There was a moment’s hesitation. “And you cannot conduct it without the Justice of the Peace,” she continued on a rush of ascendancy. “Send for the Justice.”

“The Justice has no say in the matter of witches,” the witch finder declared in stentorian tones. “Strip her and seize her to the whipping post.”

He advanced on Meg and was about to rend the collar of her already torn gown when he gave a shout of triumph.

“Alia! She carries a serpent’s tooth at her neck.” He grabbed the thin string that held the tooth Phoebe had drawn, and snapped it. He held it up for the crowd. “See, the serpent’s tooth.”

“Oh, don’t be absurd!” Phoebe cried. “It’s her own tooth. I pulled it for her myself.”

“It takes a witch to defend a witch,” the finder said in triumph. The crowd’s murmur became full throated and Phoebe felt the terror she had so far held at bay begin to overwhelm her.

Two men rushed at Meg to seize her to the whipping post, and Phoebe closed her eyes under a wash of despair. Once the witch finder began his poking at Meg’s naked flesh with his long pins, looking for the devil’s mark, he would find it.

Not an inch of her skin would be left untouched; the most intimate crannies would be prodded. Every tiny blemish he would prick and they would bleed, but eventually he would find one that didn’t bleed. This witch finder would ensure that he found his witch, but he would give the crowd a good show before he did so.

Phoebe knew as Meg did that there were witch finders who would use a pin with a retractable point. At some point, when the crowd was sufficiently worked up, they would apply that pin and it would draw no blood. Their fanatical love of their profession, if thus it could be called, permitted any subterfuge. And Phoebe knew that they had here such a witch finder.

And soon it would be her turn.

But for the moment she was standing ignored, her hands bound behind her, all her senses straining towards Meg, who was lost to view in the crowd.

Olivia glided away from the throng.

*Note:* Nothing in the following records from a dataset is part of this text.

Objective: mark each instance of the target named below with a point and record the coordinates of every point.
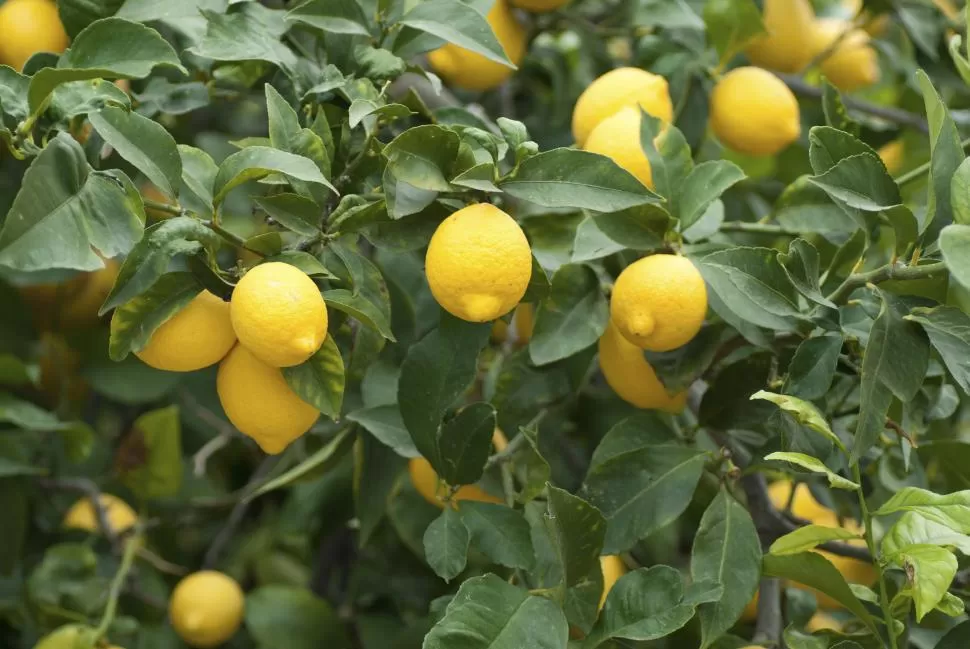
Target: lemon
(479, 263)
(754, 112)
(787, 46)
(82, 516)
(28, 27)
(279, 314)
(206, 608)
(630, 375)
(197, 336)
(618, 89)
(854, 63)
(259, 402)
(465, 69)
(659, 302)
(618, 138)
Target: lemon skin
(198, 336)
(206, 608)
(479, 263)
(618, 89)
(631, 377)
(465, 69)
(279, 314)
(260, 403)
(754, 112)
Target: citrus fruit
(471, 71)
(659, 302)
(29, 27)
(278, 314)
(197, 336)
(787, 46)
(206, 608)
(630, 375)
(82, 516)
(618, 138)
(479, 263)
(853, 64)
(260, 403)
(754, 112)
(615, 90)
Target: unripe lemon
(28, 27)
(198, 336)
(854, 63)
(659, 302)
(206, 608)
(618, 138)
(260, 403)
(479, 263)
(471, 71)
(787, 46)
(615, 90)
(631, 377)
(754, 112)
(82, 516)
(279, 314)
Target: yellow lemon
(787, 45)
(82, 516)
(615, 90)
(471, 71)
(279, 314)
(613, 568)
(754, 112)
(618, 138)
(659, 302)
(197, 336)
(206, 608)
(853, 64)
(28, 27)
(479, 263)
(260, 403)
(630, 375)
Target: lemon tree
(484, 324)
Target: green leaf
(808, 538)
(726, 551)
(320, 379)
(111, 48)
(499, 532)
(488, 613)
(578, 179)
(134, 322)
(458, 23)
(446, 544)
(156, 441)
(65, 211)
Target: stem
(871, 543)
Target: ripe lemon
(479, 263)
(615, 90)
(659, 302)
(279, 314)
(206, 608)
(631, 377)
(787, 46)
(618, 138)
(259, 402)
(197, 336)
(854, 63)
(754, 112)
(28, 27)
(471, 71)
(82, 516)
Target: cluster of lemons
(276, 318)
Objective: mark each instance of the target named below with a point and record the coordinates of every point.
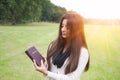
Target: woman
(67, 56)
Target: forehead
(64, 22)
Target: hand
(41, 68)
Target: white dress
(58, 73)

Phoebe’s heart jumped as she saw her. Olivia seemed to stroll away, casually, as if the scene no longer interested her. A couple of heads turned in her direction, but then the witch finder gave a cry and the mob surged forward jostling for a view.

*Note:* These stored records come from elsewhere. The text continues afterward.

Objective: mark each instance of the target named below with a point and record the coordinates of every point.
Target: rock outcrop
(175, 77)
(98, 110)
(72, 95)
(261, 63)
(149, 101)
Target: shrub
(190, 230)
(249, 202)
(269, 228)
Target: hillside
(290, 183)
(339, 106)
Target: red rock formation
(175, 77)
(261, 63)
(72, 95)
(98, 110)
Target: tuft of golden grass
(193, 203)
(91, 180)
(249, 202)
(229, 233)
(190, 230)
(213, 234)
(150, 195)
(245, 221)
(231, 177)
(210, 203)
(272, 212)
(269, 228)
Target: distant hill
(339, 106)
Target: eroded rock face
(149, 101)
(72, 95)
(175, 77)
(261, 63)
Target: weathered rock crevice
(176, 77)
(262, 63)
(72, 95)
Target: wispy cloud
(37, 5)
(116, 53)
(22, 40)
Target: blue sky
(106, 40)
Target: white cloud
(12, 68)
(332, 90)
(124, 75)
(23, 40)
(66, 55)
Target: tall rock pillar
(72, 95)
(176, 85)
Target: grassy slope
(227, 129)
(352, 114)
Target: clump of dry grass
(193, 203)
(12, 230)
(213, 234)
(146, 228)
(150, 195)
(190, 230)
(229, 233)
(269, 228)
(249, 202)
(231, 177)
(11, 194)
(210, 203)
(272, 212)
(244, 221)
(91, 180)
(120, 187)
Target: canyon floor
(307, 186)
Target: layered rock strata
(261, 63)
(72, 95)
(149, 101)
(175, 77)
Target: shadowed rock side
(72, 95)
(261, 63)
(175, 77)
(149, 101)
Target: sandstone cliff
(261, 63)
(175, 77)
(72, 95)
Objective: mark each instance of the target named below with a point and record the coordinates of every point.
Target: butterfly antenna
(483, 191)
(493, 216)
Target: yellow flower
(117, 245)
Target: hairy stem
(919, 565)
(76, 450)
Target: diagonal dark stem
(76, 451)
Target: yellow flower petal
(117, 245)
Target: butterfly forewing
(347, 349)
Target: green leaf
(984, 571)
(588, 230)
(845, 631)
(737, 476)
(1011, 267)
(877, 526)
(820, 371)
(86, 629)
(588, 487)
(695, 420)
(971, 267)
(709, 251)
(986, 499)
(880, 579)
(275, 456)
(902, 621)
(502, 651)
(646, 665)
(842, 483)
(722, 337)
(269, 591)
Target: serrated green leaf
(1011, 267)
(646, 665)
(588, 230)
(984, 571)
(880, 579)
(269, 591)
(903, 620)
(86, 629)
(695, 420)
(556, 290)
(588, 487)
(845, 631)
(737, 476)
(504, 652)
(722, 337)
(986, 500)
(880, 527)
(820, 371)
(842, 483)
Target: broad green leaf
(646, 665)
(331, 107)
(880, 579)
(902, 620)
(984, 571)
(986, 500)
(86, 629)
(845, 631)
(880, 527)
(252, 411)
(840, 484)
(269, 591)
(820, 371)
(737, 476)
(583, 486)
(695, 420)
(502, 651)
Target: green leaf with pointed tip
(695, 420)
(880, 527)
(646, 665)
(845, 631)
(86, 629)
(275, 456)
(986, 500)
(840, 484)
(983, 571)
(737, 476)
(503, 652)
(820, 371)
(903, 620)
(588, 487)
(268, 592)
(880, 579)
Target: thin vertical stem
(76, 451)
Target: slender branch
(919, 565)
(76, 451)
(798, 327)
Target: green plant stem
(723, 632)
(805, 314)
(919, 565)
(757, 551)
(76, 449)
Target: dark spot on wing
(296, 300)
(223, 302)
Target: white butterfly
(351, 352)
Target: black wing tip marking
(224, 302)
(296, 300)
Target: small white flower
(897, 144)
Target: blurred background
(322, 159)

Olivia stepped behind Phoebe. She knelt so that she was obscured by Phoebe’s body and began to saw at the bonds with the awkward carving knife, terrified she would cut Phoebe’s wrists. Phoebe held her breath and let her head droop as if in defeat, surreptitiously spreading her legs to give Olivia more of a shield.

The last strand broke. “Run!” Olivia hissed. “Before they finish with Meg.”

“I can’t leave her.” Phoebe knew they were wasting precious time, but her feet seemed planted in the ground.

“You c-can’t do her any good here!”

Phoebe saw her point. She turned and raced with her, across the green to the tangle of narrow lanes running off the main street. Every minute she expected to hear someone cry the alarm, but the interest in Meg and the witch finder was at fever pitch, and all eyes were riveted to the finder’s long pins as they slid into Meg’s flesh.

They reached the corner of Church Lane and stopped, panting for breath.

“What can we do?” Phoebe demanded on a gasp as she bent double trying to catch her breath. “We have to rescue Meg.” She looked desperately towards the village green. “Dear God! What can we do?”

“If they swim her, she’ll drown!” Olivia said, agonized. “Should we go for help? C-call my father?”

“There’s no time,” Phoebe said. She felt sick and exhausted and stupid.

A great shout went up from the rabble, and Phoebe and Olivia shivered at the surging triumph of the sound. And then the calls of “She has the mark… the devil’s mark. Swim the witch… swim the witch…” went up.

The crowd parted as the witch finder came through, brandishing his long needle. And only then did they notice the absence of their other victim. “Where’s the other witch?” he demanded in ringing tones.